Las joyas de la Corona de Francia tienen una historia tumultuosa y fascinante que refleja los vaivenes de la monarquía francesa.
Durante siglos, fueron los símbolos del poder real, la riqueza y el fasto, encarnando el poder de la corona francesa a través de piedras relucientes, objetos ceremoniales y regalías utilizadas en coronaciones, bodas y ceremonias de Estado.
La historia de estas joyas mezcla períodos de enriquecimiento, robos, convulsiones políticas y, finalmente, dispersión, ilustrando la transición de Francia de la monarquía a la república.
Las joyas de la Corona de Francia más conocidas se exhiben en el Museo del Louvre.
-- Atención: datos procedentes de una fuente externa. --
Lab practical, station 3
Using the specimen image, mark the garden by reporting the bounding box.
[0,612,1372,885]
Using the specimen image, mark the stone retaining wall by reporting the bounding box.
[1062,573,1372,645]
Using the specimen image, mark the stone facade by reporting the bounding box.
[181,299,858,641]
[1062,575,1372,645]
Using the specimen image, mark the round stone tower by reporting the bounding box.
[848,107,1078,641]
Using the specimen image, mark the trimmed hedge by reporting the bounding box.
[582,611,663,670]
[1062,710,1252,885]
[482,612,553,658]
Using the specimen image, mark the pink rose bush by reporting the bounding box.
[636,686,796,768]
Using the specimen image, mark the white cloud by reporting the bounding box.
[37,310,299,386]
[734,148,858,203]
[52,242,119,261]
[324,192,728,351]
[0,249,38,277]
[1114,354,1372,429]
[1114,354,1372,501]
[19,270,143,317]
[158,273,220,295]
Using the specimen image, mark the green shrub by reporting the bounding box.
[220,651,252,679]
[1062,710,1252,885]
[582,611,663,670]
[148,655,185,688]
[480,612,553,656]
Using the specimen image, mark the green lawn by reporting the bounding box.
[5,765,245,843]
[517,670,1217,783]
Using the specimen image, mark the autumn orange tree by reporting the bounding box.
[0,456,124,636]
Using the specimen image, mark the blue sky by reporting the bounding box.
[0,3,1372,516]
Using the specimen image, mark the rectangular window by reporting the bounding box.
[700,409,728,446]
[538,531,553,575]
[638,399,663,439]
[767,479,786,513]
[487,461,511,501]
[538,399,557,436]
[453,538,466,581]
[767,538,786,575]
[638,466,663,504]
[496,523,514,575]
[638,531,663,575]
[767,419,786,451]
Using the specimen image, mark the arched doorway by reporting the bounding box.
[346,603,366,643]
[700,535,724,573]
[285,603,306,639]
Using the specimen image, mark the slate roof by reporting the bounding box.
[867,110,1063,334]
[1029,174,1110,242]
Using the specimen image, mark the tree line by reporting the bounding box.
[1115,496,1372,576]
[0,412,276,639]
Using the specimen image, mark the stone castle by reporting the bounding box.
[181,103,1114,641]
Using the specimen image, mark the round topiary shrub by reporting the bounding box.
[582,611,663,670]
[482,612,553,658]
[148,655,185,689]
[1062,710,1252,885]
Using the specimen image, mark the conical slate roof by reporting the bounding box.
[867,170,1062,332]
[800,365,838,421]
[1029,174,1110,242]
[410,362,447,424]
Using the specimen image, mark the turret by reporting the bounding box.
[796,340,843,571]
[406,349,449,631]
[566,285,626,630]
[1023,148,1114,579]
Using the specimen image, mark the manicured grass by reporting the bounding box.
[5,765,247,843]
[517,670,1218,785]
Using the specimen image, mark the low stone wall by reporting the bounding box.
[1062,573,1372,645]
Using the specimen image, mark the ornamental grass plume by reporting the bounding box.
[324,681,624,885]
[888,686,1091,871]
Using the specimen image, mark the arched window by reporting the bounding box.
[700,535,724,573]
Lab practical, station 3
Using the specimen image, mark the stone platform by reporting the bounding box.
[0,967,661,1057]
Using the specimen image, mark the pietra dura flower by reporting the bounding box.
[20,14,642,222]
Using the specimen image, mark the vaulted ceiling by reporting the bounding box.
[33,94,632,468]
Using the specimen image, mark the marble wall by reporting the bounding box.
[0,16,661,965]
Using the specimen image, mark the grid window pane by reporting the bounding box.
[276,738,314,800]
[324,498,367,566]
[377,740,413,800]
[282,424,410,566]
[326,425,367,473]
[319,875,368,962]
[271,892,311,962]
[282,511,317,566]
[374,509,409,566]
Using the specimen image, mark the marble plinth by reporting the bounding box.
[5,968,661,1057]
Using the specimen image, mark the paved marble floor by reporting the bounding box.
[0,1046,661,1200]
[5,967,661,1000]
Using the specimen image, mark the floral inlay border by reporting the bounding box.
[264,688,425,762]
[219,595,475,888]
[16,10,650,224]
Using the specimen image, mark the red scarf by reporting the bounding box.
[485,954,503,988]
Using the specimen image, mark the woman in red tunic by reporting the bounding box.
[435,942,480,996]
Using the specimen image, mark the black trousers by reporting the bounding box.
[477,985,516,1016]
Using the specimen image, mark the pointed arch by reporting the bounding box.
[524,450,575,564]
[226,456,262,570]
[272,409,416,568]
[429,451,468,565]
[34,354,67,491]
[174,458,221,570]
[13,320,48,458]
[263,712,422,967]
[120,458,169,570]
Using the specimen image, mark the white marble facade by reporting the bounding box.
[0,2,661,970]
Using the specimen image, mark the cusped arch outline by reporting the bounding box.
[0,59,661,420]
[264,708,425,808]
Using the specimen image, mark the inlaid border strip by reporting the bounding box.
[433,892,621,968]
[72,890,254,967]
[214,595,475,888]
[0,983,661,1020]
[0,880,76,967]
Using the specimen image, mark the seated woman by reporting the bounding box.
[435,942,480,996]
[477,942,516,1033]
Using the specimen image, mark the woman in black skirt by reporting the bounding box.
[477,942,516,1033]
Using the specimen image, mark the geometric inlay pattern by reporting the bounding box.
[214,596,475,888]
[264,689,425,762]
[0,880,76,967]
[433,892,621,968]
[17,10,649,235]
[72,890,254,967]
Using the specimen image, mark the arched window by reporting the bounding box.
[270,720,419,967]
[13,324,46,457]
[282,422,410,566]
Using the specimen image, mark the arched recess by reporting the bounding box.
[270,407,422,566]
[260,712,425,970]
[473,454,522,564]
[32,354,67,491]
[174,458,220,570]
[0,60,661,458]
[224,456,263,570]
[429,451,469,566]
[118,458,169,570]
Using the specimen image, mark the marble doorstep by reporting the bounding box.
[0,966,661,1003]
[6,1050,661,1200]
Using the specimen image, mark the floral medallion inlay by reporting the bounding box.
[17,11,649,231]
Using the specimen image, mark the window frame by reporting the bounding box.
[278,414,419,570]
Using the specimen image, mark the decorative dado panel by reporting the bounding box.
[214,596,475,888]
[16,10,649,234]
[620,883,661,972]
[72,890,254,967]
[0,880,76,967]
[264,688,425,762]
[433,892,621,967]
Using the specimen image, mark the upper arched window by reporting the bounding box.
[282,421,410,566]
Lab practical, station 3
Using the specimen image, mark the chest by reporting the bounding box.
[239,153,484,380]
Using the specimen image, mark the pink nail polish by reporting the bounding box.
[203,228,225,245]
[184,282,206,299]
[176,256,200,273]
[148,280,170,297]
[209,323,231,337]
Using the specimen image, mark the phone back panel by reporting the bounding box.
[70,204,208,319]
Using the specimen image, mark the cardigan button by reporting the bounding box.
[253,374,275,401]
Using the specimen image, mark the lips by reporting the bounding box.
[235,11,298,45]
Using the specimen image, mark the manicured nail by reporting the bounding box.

Pero otras, menos numerosas pero igualmente interesantes desde el punto de vista histórico, se presentan en el Museo Nacional de Historia Natural (Galería de Mineralogía y Gemología), ubicado cerca del Jardín de las Plantas, así como en el Museo de la Escuela de Minas, instalado en un magnífico hôtel del siglo XVIII. Estos dos últimos museos ofrecen la ventaja complementaria de albergar, en sus proximidades, colecciones mundialmente reconocidas en mineralogía.
Para ver las joyas de la Corona (o lo que queda de ellas) expuestas hoy en París, diríjase a:
1/ Museo del Louvre: Las joyas de la Corona hoy - Haga clic en Reserva entrada al Museo del Louvre
2/ o en la Escuela de Minas: Las joyas de la Corona en la Escuela de Minas de París - Haga clic en Museo de Mineralogía para consultar días y horarios de apertura
3/ o también en el Museo Nacional de Historia Natural: Las joyas de la Corona del Museo Nacional de Historia Natural - Galería de Geología y Mineralogía
- Cliquez sur Réservation au Musée national d'Histoire naturelle
Los orígenes y la colección inicial
La tradición de las joyas de la Corona de Francia se remonta a los primeros reyes capetos, hacia el siglo X, cuando se instauró la práctica de acumular objetos preciosos para las ceremonias reales. Las piezas más antiguas aún conservadas, como el Cetro de Carlos V o la espada de Carlomagno, llamada Joyeuse, datan de la Edad Media. Estos objetos eran ante todo simbólicos, encarnando el derecho divino de la realeza.
La legendaria espada de Carlomagno y la espada de coronación de los reyes de Francia

Espada de Carlomagno – Espada de coronación de los reyes de Francia
Conocida como « Joyeuse », es la legendaria espada de Carlomagno en la Canción de Roldán. Según la leyenda, su pomo guardaba numerosas reliquias, entre ellas la de la Santa Lanza, que habría atravesado el costado de Cristo en la cruz, de ahí su nombre.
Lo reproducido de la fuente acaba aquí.